The present work exploits the tumor microenvironment which differs significantly from normal cellular environment in terms of both, having lower extracellular pH and increased angiogenesis capacity. To reduce systemic toxicity of docetaxel (DTX) and increase its therapeutic potential, VEGF antibody functionalized PEGylated pH sensitive liposomes (VEGF-PEG-pH-Lipo-DTX) were developed. The liposomes prepared by thin film hydration technique were later conjugated with VEGF antibody on liposomal surface by standard carbodiimide chemistry and using DSPE-PEG-COOH as linker. The VEGF-PEG-pH-Lipo-DTX displayed particle size of ~206 nm with an entrapment efficiency of ~62%. The transmission electron microscopy images revealed spherical shape of liposomes and corroborated the particle size obtained from zetasizer. The in vitro release study revealed biphasic release pattern of DTX from VEGF-PEG-pH-Lipo-DTX. The % drug released was also significantly higher at pH 5.5 which guarantees rapid endosomal escape and faster intracellular drug release. In case of VEGF-PEG-pH-Lipo-DTX the cellular uptake in MCF-7 cell line was augmented ~3.17-fold as compared to free DTX probably due to the VEGF-positive nature of MCF-7 cell (increased affinity for VEGF). Further, it was evident from the cytotoxicity assay that VEGF-PEG-pH-Lipo-DTX showed higher cytotoxicity in MCF-7 cells and ~5.78-fold reduction in IC₅₀ value as compared to free DTX. The apoptotic index observed in case of VEGF-PEG-pH-Lipo-DTX was ~1.70-fold higher than free DTX. The VEGF-PEG-pH-Lipo-DTX inhibited the proliferation of HUVECs stimulated by VEGF, warranting its anti-angiogenic potential. Furthermore, pharmacokinetic profile of VEGF-PEG-pH-Lipo-DTX revealed a ~2.94-fold increase in t_1/2 and a ~1.25-fold higher AUC _(0→∞) as compared to marketed formulation Taxotere®. Similarly, mean residence time was also increased ~2.50-fold as compared to Taxotere®. Finally, treatment with VEGF-PEG-pH-Lipo-DTX demonstrated significant reduction in % tumor burden (~35%) as compared to Taxotere® (~75%). Thus, the combined approach of using PEGylated pH sensitive liposomes along with VEGF antibody functionalization for efficient targeting can improve current standards of DTX therapy for treatment of breast cancer.
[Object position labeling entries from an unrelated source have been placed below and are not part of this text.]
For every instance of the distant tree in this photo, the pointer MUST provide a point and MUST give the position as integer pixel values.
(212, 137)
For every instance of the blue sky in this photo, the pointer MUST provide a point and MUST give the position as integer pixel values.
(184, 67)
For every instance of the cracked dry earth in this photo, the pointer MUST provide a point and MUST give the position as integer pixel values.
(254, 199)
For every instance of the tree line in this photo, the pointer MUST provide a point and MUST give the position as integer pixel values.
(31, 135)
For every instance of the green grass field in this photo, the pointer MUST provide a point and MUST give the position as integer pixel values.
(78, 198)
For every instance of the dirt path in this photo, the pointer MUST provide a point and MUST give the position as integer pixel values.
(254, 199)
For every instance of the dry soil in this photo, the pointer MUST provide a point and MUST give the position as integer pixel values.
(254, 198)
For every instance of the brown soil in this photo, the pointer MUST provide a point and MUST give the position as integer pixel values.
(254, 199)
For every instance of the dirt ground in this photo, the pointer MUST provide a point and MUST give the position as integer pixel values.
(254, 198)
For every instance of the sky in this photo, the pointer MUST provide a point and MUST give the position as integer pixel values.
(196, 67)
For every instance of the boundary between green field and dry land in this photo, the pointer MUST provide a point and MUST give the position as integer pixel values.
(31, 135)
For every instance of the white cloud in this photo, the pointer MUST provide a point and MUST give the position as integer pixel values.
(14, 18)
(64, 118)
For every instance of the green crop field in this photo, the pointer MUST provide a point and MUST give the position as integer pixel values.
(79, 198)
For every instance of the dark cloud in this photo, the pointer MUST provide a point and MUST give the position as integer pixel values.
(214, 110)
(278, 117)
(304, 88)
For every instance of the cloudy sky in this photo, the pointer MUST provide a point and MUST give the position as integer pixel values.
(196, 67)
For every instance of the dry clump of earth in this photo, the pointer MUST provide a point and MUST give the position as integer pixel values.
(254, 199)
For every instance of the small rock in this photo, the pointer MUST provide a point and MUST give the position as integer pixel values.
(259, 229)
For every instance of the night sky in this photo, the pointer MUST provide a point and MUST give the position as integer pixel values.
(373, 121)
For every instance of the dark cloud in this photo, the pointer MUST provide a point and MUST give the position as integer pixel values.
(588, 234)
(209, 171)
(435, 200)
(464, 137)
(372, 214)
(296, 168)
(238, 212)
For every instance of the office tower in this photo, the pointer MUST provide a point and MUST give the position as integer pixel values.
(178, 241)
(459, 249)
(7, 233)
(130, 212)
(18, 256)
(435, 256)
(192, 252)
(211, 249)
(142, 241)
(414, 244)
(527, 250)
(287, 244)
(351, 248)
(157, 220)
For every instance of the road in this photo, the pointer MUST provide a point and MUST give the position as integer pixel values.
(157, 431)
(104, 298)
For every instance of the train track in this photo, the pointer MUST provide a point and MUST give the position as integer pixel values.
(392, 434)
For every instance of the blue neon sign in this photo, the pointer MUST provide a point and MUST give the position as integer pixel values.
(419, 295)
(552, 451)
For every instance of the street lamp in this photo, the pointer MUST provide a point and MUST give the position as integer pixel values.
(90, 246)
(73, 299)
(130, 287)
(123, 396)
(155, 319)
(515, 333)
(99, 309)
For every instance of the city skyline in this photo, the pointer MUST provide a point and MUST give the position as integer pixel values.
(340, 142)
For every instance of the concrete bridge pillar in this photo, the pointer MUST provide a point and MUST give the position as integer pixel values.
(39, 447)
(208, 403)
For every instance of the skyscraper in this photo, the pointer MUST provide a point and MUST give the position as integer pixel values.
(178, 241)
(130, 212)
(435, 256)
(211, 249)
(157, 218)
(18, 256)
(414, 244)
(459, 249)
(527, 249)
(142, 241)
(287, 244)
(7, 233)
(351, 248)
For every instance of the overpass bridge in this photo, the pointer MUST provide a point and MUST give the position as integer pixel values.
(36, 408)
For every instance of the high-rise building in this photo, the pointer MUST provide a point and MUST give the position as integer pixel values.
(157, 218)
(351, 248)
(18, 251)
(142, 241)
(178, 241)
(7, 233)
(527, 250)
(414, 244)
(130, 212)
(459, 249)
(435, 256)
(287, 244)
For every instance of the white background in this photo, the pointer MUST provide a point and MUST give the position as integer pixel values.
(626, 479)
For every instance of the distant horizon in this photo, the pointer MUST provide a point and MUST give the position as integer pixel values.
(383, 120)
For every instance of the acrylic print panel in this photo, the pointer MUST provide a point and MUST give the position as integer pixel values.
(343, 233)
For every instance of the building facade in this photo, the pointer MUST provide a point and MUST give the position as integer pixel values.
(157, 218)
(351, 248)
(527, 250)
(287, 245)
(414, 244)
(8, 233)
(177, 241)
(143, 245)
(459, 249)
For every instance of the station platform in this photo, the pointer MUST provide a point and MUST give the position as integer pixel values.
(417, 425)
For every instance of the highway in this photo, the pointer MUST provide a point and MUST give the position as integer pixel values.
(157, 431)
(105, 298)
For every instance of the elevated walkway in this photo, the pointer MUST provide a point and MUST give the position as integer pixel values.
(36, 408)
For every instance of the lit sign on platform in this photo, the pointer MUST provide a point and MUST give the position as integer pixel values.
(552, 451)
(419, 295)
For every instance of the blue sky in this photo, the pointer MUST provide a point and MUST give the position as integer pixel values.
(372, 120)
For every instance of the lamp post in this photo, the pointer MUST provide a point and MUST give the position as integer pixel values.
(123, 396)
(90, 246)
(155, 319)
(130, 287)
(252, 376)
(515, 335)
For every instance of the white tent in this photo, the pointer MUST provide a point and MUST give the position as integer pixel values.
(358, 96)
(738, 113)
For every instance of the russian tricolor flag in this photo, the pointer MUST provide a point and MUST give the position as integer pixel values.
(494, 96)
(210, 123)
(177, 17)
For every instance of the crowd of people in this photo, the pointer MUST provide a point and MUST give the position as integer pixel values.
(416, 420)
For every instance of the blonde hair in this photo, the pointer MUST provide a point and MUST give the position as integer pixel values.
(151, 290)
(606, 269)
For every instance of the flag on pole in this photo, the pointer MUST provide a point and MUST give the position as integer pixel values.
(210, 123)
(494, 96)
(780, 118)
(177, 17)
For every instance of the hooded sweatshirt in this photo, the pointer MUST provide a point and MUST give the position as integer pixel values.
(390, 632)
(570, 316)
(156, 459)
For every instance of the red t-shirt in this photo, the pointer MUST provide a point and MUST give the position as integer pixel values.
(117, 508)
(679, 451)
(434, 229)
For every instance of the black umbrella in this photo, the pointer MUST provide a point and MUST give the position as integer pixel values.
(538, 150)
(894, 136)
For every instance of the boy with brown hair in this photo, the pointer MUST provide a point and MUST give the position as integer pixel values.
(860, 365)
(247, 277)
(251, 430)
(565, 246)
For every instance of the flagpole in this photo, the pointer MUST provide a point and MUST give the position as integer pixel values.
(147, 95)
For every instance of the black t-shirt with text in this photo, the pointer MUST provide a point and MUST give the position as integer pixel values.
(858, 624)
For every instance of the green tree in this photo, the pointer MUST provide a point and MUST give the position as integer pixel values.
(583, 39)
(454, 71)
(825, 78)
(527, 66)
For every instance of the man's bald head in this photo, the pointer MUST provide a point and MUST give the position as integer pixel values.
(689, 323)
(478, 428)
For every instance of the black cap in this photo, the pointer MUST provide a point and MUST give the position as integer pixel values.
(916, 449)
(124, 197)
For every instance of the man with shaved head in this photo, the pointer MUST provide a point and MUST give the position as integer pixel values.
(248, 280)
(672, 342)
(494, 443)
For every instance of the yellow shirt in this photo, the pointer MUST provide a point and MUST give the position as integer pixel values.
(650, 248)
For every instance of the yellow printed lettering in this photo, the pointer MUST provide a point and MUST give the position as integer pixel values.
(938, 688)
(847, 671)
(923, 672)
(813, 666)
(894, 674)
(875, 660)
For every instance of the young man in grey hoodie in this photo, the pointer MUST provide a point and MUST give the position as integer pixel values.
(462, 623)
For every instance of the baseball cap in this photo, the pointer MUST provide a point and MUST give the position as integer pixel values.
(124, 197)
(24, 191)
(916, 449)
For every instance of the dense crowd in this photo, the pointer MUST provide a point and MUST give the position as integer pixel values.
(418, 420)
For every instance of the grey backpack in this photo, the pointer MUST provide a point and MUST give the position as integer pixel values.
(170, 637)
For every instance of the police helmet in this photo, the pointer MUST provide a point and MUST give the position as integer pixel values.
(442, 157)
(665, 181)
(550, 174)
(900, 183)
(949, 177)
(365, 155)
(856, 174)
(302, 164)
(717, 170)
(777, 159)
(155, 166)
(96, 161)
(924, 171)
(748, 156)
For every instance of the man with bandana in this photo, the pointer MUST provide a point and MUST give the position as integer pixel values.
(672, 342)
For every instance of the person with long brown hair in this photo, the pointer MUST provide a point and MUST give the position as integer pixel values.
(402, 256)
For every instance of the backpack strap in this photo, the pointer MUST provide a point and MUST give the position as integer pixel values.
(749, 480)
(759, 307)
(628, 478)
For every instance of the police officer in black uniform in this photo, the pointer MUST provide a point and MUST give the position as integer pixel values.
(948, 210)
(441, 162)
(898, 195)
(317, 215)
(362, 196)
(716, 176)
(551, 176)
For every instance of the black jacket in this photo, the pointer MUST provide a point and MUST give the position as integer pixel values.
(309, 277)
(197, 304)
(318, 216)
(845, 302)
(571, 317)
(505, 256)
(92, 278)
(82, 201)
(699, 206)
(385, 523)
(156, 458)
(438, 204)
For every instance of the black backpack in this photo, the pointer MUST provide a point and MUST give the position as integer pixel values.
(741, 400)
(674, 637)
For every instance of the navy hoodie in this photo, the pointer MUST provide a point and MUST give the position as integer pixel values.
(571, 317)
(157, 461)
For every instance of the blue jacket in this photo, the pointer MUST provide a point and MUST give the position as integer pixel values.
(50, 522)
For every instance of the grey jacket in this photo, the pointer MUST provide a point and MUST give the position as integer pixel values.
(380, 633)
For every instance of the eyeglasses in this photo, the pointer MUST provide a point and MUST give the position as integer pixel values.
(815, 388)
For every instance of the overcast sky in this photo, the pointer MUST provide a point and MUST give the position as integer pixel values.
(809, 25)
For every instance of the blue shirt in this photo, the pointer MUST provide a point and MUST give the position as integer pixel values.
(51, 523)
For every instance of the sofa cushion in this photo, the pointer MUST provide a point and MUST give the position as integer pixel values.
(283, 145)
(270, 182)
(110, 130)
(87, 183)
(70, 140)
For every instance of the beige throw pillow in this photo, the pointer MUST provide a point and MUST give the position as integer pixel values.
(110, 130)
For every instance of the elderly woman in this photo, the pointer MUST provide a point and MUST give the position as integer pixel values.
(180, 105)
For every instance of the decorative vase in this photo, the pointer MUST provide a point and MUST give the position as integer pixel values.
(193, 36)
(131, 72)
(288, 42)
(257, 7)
目前的工作是利用肿瘤微环境，该环境与正常细胞环境有明显的区别，两者具有较低的细胞外pH和增加的血管生成能力。为了降低多西紫杉醇（DTX）的全身毒性并增加其治疗潜力，开发了VEGF抗体功能化的PEG化pH敏感脂质体（VEGF-PEG-pH-Lipo-DTX）。随后通过标准碳二亚胺化学反应并使用DSPE-PEG-COOH作为接头，将通过薄膜水化技术制备的脂质体与VEGF抗体在脂质体表面偶联。VEGF-PEG-pH-Lipo-DTX显示〜206 nm的粒径，包封率为〜62％。透射电子显微镜图像显示脂质体为球形，并证实了从ZETASizer获得的粒径。在体外释放研究揭示了DTX从VEGF-PEG-pH-Lipo-DTX的双相释放模式。在pH 5.5时，药物释放的百分比也显着更高，从而保证了快速的内体逸出和细胞内药物的快速释放。在VEGF-PEG-pH-Lipo-DTX的情况下，与游离DTX相比，MCF-7细胞系的细胞摄取增加了〜3.17倍，这可能是由于MCF-7细胞的VEGF阳性（增加了对VEGF的亲和力） ）。此外，从细胞毒性试验中可以明显看出，VEGF-PEG-pH-Lipo-DTX在MCF-7细胞中显示出更高的细胞毒性，在IC _50中降低约5.78倍与免费DTX相比的价值。在VEGF-PEG-pH-Lipo-DTX的情况下观察到的细胞凋亡指数比游离DTX高约1.70倍。VEGF-PEG-pH-Lipo-DTX抑制了VEGF刺激的HUVEC的增殖，从而具有抗血管生成的潜力。此外，VEGF-PEG-pH-Lipo-DTX的药代动力学特征显示t _1/2升高约2.94倍，AUC升高约1.25倍_{（0→∞）}与市售配方Taxotere®相比。同样，与Taxotere®相比，平均停留时间也增加了约2.50倍。最后，与（约75％）相比，用VEGF-PEG-pH-Lipo-DTX治疗可显着降低肿瘤负荷百分比（〜35％）。因此，将PEG化pH敏感脂质体与VEGF抗体功能化一起用于有效靶向的组合方法可以改善用于治疗乳腺癌的DTX疗法的当前标准。